# CRM Software for Snow Management Only



## Snowmanagement0216 (Sep 6, 2018)

Good afternoon,

I'm looking to pick the brains of some bright business owners here. I am strictly into Snow Management (commercial properties only) but can't seem to find a cost effective CRM to use. I can stick with the paper side and share property folders in google or dropbox but I'm trying to get everything together without paying high prices.

For example: GoLMN is about $299 a MONTH. I think the software is fabulous but I'm not using the software to it's fullest capacity 7-8 months out of the year. I have seen some other software that is also a little cheaper but haven't read much on it.

I like many of the functions GoLMN offers so looking for something similar but cheaper. And boy do they know how to get you on the per user most of the software.

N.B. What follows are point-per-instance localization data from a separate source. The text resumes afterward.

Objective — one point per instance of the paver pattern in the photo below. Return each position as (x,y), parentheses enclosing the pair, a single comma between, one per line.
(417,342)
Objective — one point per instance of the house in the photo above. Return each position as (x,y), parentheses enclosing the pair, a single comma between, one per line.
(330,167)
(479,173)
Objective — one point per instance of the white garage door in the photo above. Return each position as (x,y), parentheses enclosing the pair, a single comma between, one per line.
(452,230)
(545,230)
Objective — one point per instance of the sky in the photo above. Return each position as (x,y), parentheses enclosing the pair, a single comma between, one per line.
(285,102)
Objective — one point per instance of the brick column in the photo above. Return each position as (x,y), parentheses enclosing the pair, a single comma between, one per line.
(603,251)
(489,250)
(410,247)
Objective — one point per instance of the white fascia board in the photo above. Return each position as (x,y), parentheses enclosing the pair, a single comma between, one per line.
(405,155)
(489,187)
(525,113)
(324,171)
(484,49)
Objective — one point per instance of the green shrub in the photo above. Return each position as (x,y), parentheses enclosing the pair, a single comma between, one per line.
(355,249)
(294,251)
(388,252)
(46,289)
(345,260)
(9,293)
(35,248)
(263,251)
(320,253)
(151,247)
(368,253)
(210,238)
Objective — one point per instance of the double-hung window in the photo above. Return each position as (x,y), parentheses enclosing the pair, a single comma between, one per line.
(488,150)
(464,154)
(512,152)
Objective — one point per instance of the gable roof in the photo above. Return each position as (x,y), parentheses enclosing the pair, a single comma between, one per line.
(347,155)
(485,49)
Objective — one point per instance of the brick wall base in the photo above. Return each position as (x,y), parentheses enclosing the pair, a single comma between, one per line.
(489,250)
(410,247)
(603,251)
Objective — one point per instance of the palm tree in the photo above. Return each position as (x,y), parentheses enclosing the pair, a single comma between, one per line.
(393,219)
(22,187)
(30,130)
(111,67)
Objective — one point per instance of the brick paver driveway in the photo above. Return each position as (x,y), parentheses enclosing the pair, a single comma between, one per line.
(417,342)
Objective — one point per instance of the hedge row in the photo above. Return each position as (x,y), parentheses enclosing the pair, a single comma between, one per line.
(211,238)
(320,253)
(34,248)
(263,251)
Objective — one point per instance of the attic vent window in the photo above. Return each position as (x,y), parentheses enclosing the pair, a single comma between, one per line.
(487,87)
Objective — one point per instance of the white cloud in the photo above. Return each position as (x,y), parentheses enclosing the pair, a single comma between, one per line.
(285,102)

Again Small Business owner just looking for cost effective CRM software that will track just about everything CRM does. Wish they made a CRM for the small snow management only business.

Thank You


----------



## Mark Oomkes (Dec 10, 2000)

Snowmanagement0216 said:


> I'm looking to pick the brains of some bright business owners here.


I'm out...


----------



## Oxmow (Dec 6, 2006)

SAP does snow CRM (Service Autopilot)


----------



## Herm Witte (Jan 27, 2009)

Snowmanagement0216 said:


> Good afternoon,
> 
> I'm looking to pick the brains of some bright business owners here. I am strictly into Snow Management (commercial properties only) but can't seem to find a cost effective CRM to use. I can stick with the paper side and share property folders in google or dropbox but I'm trying to get everything together without paying high prices.
> 
> ...


You get what you pay for. If it works and you are happy with it, keep it. Technology is a cost of doing business. Don't skimp on office equipment or technology. I'm suspect you don't skimp on equipment


----------



## Snowmanagement0216 (Sep 6, 2018)

Thank you for everyone's input. Most people are using CRM for landscaping and snow but in my case I'm looking for just snow. I don't mind paying if I get the quality that comes along with it. Same theory goes for my equipment. You can buy cheaper equipment but not get the same quality service when your equipment goes down. Not good when it needs to be working when the snow is flying.


----------



## Herm Witte (Jan 27, 2009)

Look into Viaesys. They have a lot to offer. we are using a portion of what they have.


----------



## cwren2472 (Aug 15, 2014)

I'm confused. In this thread you are debating pros and cons of specific CRM software and in a other thread you are looking for "rough numbers for a Business Class." Do you have an actual snow business or no?


----------